Aside from these benefits the diet also helps to: reduce blood sugar, reverse cases of metabolic syndrome, and are therapeutic for the brain. The ketogenic diet can also be used to prevent lots of other ailments too such as; cancer, heart disease, acne, diabetes, epilepsy, polycystic ovary syndrome and more.

It is also known to help enhance the performance and endurance of athletes when they train. So finally let me explain how keto can work in with crossfit like a match made in heaven.

Effects of the ketogenic diet on Crossfit Athletes

Crossfit athletes are one of the toughest athletes of all time. They lift heavy weights and do rigorous cardio counteractively on a daily basis to build up their strength and performance levels.

These athletes need the endurance of a runner and the strength of a powerlifter, and typically their performance would be aided on a carbohydrate rich diet.


Find what works for you?

© RX'd Photography

However, a six-week study was carried out at James Maddison University on the effect of low-carb diets on a crossfit program. In the study, 27 individuals were separated into two separate groups randomly. One group was fed a traditional diet for athletes and the other a ketogenic diet. The results showed that the group on the low-carb ketogenic diet lost an average of 3.5kg, 3% body fat and nearly 3kg of fat body mass.
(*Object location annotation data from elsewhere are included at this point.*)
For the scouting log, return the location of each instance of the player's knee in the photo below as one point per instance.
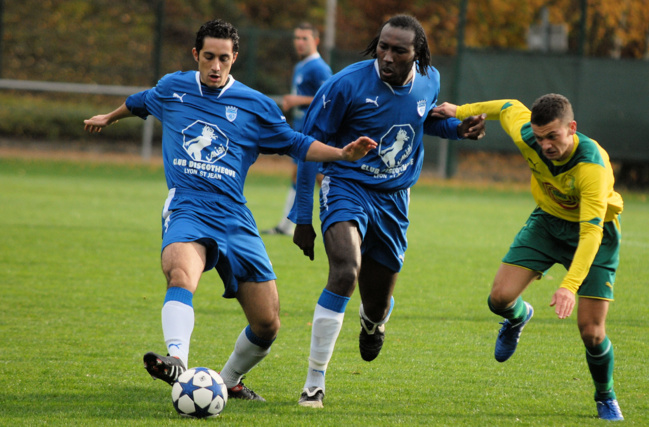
(591, 334)
(266, 328)
(498, 299)
(178, 278)
(342, 278)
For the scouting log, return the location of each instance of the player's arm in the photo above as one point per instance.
(97, 123)
(290, 101)
(355, 150)
(511, 113)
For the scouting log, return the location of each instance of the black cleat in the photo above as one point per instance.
(165, 368)
(370, 340)
(311, 397)
(240, 391)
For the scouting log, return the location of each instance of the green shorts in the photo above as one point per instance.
(546, 240)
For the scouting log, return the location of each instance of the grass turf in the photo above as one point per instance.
(82, 292)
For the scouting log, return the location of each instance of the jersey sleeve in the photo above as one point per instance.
(592, 210)
(443, 128)
(513, 114)
(149, 102)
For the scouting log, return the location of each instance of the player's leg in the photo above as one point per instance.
(505, 300)
(182, 264)
(342, 243)
(285, 225)
(591, 319)
(375, 283)
(260, 303)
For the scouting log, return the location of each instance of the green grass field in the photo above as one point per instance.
(82, 292)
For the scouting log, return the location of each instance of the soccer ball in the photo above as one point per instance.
(199, 393)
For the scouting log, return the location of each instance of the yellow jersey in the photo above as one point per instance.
(578, 189)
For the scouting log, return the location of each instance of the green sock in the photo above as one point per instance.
(600, 362)
(515, 312)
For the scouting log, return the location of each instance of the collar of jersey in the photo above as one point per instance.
(412, 82)
(222, 89)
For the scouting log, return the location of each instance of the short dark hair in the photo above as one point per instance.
(550, 107)
(422, 52)
(308, 26)
(217, 29)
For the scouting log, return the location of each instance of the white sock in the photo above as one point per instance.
(177, 327)
(326, 328)
(246, 355)
(286, 225)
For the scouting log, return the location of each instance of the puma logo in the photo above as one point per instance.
(374, 101)
(325, 102)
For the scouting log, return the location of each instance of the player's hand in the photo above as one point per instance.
(563, 302)
(97, 123)
(358, 149)
(288, 102)
(443, 111)
(304, 237)
(472, 127)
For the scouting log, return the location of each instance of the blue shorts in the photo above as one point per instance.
(226, 229)
(381, 217)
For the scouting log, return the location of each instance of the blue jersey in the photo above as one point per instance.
(308, 75)
(211, 137)
(356, 102)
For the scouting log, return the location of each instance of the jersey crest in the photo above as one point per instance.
(396, 145)
(421, 107)
(204, 142)
(230, 113)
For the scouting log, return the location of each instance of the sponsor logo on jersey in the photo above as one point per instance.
(421, 107)
(395, 146)
(565, 201)
(205, 142)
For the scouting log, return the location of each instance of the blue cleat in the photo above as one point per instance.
(509, 335)
(609, 410)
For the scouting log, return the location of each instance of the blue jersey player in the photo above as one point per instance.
(308, 75)
(214, 128)
(364, 204)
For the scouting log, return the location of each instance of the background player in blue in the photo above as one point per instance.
(364, 204)
(309, 74)
(214, 128)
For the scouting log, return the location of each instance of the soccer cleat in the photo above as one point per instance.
(164, 368)
(608, 409)
(276, 230)
(311, 397)
(240, 391)
(509, 335)
(370, 340)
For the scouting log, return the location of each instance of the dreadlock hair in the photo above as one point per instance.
(407, 22)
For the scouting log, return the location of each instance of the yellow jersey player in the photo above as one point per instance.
(576, 223)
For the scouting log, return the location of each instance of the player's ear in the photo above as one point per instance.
(572, 126)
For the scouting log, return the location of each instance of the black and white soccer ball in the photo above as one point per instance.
(199, 393)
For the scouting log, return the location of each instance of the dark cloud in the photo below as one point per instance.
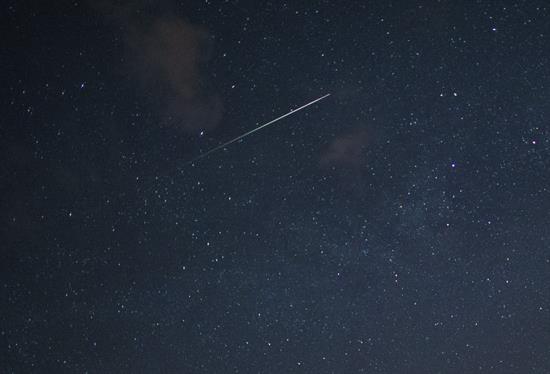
(166, 55)
(346, 150)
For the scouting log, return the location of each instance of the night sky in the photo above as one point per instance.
(400, 225)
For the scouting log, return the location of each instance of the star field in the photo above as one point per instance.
(400, 225)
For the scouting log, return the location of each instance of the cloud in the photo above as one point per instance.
(165, 55)
(346, 150)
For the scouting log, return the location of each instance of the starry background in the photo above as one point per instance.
(399, 226)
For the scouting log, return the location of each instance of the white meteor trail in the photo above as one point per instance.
(256, 129)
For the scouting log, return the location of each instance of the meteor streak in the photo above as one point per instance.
(256, 129)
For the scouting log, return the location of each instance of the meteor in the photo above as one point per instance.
(256, 129)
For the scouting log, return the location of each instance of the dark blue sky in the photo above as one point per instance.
(400, 225)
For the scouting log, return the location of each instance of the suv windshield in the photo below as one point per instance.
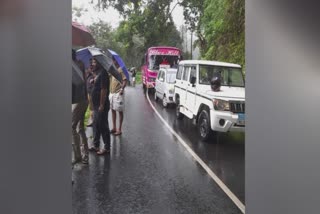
(230, 76)
(171, 77)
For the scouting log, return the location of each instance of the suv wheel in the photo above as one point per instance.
(155, 96)
(164, 101)
(179, 115)
(204, 127)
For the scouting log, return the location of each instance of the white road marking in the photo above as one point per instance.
(230, 194)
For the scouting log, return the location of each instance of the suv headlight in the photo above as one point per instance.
(221, 105)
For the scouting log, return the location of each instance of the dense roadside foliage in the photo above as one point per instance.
(218, 24)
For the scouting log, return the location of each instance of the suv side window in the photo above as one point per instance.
(186, 73)
(179, 73)
(193, 72)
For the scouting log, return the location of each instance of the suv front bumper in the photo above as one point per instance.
(226, 122)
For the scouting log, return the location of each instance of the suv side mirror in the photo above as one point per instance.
(216, 83)
(193, 81)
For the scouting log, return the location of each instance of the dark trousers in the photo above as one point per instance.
(101, 127)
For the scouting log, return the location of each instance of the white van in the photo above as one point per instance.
(164, 88)
(212, 111)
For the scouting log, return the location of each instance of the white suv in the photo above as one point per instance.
(164, 88)
(212, 111)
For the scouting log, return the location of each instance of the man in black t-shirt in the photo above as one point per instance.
(101, 107)
(79, 138)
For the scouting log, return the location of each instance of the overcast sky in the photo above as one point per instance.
(113, 18)
(93, 15)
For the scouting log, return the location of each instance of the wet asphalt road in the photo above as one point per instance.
(148, 171)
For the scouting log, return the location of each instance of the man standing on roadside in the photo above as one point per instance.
(117, 100)
(78, 114)
(101, 106)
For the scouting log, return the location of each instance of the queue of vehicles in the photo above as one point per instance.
(189, 85)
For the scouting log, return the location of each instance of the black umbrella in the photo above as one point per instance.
(105, 59)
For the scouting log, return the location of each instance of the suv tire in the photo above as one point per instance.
(204, 127)
(179, 115)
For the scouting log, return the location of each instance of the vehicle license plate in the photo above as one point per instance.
(241, 119)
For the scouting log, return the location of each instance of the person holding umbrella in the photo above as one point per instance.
(117, 99)
(78, 113)
(101, 106)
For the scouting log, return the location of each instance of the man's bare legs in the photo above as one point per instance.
(114, 120)
(121, 120)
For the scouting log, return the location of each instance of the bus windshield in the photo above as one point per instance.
(156, 60)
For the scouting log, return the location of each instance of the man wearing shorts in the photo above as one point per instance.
(117, 100)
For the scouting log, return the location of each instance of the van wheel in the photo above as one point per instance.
(155, 96)
(204, 127)
(164, 101)
(179, 115)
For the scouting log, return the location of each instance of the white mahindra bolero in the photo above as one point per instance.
(212, 111)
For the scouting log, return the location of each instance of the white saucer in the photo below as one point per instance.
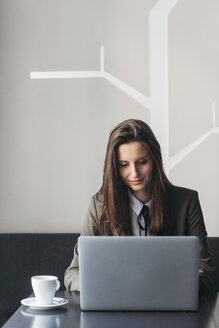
(32, 304)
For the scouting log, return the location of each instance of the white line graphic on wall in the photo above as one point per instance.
(157, 102)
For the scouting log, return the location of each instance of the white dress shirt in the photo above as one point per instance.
(136, 206)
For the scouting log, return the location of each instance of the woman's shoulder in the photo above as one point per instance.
(97, 201)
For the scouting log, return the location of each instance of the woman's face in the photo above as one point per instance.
(135, 167)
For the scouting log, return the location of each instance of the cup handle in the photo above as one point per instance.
(58, 285)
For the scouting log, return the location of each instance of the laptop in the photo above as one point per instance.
(139, 273)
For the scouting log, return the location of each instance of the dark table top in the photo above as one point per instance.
(70, 315)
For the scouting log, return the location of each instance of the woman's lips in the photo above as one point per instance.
(136, 181)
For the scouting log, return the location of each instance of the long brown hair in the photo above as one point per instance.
(115, 217)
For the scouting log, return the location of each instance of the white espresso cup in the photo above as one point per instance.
(44, 288)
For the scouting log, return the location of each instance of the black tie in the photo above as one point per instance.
(146, 214)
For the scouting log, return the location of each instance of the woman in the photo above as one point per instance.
(134, 176)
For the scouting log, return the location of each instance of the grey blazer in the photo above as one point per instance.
(188, 222)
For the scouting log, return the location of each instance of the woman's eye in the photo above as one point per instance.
(143, 162)
(123, 164)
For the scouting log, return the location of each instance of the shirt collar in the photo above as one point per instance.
(136, 205)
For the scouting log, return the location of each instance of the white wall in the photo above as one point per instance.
(53, 132)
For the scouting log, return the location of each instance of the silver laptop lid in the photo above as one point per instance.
(138, 273)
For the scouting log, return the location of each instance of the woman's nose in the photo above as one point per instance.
(134, 172)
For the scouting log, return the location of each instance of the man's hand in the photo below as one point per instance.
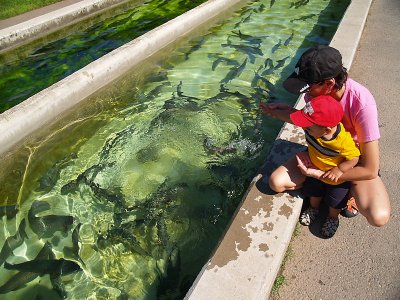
(279, 111)
(333, 174)
(306, 167)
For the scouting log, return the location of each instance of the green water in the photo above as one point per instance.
(23, 75)
(135, 187)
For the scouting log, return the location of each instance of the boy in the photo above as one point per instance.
(331, 152)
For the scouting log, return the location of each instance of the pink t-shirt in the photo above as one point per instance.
(360, 112)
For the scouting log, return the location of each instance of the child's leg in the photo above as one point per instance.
(313, 189)
(333, 213)
(315, 202)
(335, 198)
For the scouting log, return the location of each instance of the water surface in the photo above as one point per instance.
(135, 188)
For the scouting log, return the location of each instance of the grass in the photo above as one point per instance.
(281, 279)
(11, 8)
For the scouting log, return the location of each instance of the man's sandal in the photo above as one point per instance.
(351, 209)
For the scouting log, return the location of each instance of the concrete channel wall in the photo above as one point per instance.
(49, 22)
(25, 118)
(249, 255)
(246, 262)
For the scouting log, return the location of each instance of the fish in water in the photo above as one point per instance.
(13, 242)
(227, 61)
(256, 40)
(20, 279)
(288, 40)
(303, 18)
(281, 62)
(250, 51)
(9, 210)
(53, 267)
(46, 226)
(73, 252)
(234, 72)
(276, 47)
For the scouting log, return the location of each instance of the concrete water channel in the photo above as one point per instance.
(101, 202)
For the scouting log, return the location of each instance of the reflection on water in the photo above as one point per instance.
(128, 202)
(54, 61)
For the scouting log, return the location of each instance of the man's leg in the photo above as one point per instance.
(287, 177)
(372, 200)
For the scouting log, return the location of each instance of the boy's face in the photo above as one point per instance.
(316, 130)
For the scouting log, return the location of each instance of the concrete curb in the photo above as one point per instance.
(23, 119)
(50, 22)
(248, 258)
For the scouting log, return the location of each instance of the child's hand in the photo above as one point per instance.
(333, 174)
(306, 167)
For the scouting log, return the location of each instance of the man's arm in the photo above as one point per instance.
(336, 172)
(278, 111)
(368, 165)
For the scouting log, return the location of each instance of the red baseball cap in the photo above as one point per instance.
(322, 110)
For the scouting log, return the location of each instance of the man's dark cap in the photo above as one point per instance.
(315, 65)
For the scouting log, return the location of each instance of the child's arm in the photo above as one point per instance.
(335, 173)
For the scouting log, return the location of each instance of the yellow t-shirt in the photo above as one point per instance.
(326, 154)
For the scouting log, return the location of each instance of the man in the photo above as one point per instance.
(320, 71)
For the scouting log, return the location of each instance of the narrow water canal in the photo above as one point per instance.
(127, 197)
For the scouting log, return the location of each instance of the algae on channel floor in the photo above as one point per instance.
(152, 168)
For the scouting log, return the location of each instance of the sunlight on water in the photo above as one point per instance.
(26, 72)
(128, 199)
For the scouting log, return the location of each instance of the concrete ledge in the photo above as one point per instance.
(248, 258)
(23, 119)
(49, 22)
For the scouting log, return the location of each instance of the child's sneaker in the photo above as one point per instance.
(308, 216)
(329, 228)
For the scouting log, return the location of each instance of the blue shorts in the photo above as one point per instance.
(333, 195)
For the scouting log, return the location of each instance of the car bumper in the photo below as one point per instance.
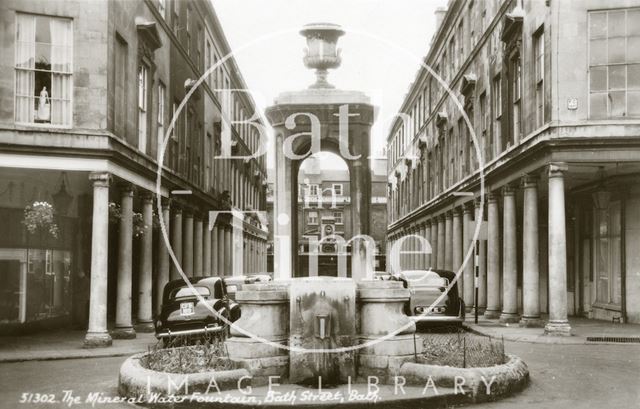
(209, 329)
(437, 318)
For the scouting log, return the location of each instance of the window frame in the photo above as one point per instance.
(70, 74)
(312, 218)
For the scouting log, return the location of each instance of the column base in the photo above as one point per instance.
(123, 333)
(509, 318)
(97, 340)
(531, 322)
(557, 328)
(491, 314)
(472, 312)
(145, 326)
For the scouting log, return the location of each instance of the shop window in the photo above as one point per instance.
(43, 70)
(36, 284)
(608, 255)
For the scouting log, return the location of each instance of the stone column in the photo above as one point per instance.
(427, 236)
(283, 214)
(214, 251)
(482, 279)
(422, 265)
(97, 334)
(145, 274)
(493, 258)
(206, 247)
(457, 244)
(197, 247)
(163, 257)
(509, 258)
(434, 243)
(187, 244)
(124, 328)
(448, 239)
(228, 250)
(176, 242)
(468, 282)
(441, 242)
(222, 261)
(530, 253)
(558, 323)
(237, 246)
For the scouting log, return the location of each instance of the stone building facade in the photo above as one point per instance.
(549, 175)
(88, 95)
(324, 199)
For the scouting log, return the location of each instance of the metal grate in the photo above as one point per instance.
(614, 339)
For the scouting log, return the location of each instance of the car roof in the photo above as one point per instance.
(207, 281)
(450, 275)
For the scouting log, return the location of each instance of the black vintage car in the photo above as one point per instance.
(184, 315)
(425, 287)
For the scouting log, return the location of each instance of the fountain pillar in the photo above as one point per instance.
(381, 306)
(265, 315)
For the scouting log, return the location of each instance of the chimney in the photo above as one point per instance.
(440, 13)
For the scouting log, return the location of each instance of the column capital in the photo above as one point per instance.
(529, 181)
(100, 178)
(126, 188)
(557, 169)
(146, 196)
(508, 190)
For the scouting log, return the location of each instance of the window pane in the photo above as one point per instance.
(633, 22)
(598, 105)
(598, 24)
(633, 76)
(617, 24)
(633, 49)
(618, 103)
(617, 76)
(598, 78)
(633, 103)
(598, 52)
(617, 50)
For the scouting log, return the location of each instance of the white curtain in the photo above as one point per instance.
(25, 58)
(61, 86)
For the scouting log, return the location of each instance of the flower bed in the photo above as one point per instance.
(201, 357)
(462, 350)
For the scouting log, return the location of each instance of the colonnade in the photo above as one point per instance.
(450, 233)
(199, 250)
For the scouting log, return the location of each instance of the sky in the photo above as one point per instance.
(382, 49)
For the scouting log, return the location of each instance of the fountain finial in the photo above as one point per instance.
(321, 52)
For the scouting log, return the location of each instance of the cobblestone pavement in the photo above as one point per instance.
(576, 376)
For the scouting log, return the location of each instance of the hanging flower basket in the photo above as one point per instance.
(115, 215)
(39, 216)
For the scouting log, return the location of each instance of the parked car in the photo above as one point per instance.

And what about their performance are you asking? Well, it is of reasonable belief that a high-intensity workout typical of a crossfit athlete would require a high carbohydrate intake for strength. But, the study revealed that both groups of individuals showed improved performance to the same degree in several tasks such as pull-ups, squats, sit-ups, etc.

The loss of body fat and lean muscle mass helps you to carry out the workout more effectively and easily. The energy in the ketones produced by the body can actually produce more energy per molecule.

While the ketogenic diet is great for athletes, there is some caution that the dieter should be aware of before getting started. Professionals recommend that exercise intensities that go for really long in keto-adapted athletes can cause some impairment due to a prolonged state of unavailable and much-needed carbohydrates.

Final Thoughts

The keto diet promotes lots of positive changes in the body. It facilitates weight loss and helps to prevent and treat the body from any ailments, some which include cancer, prediabetes, and several types of metabolic syndromes.

The ketogenic diet can certainly help crossfit athletes to build endurance and reduce body weight. While carbohydrates are be a good source of fuel to be taken for high-intensity workout athletes to increase performance, the keto diet does generally not contribute to a loss in performance.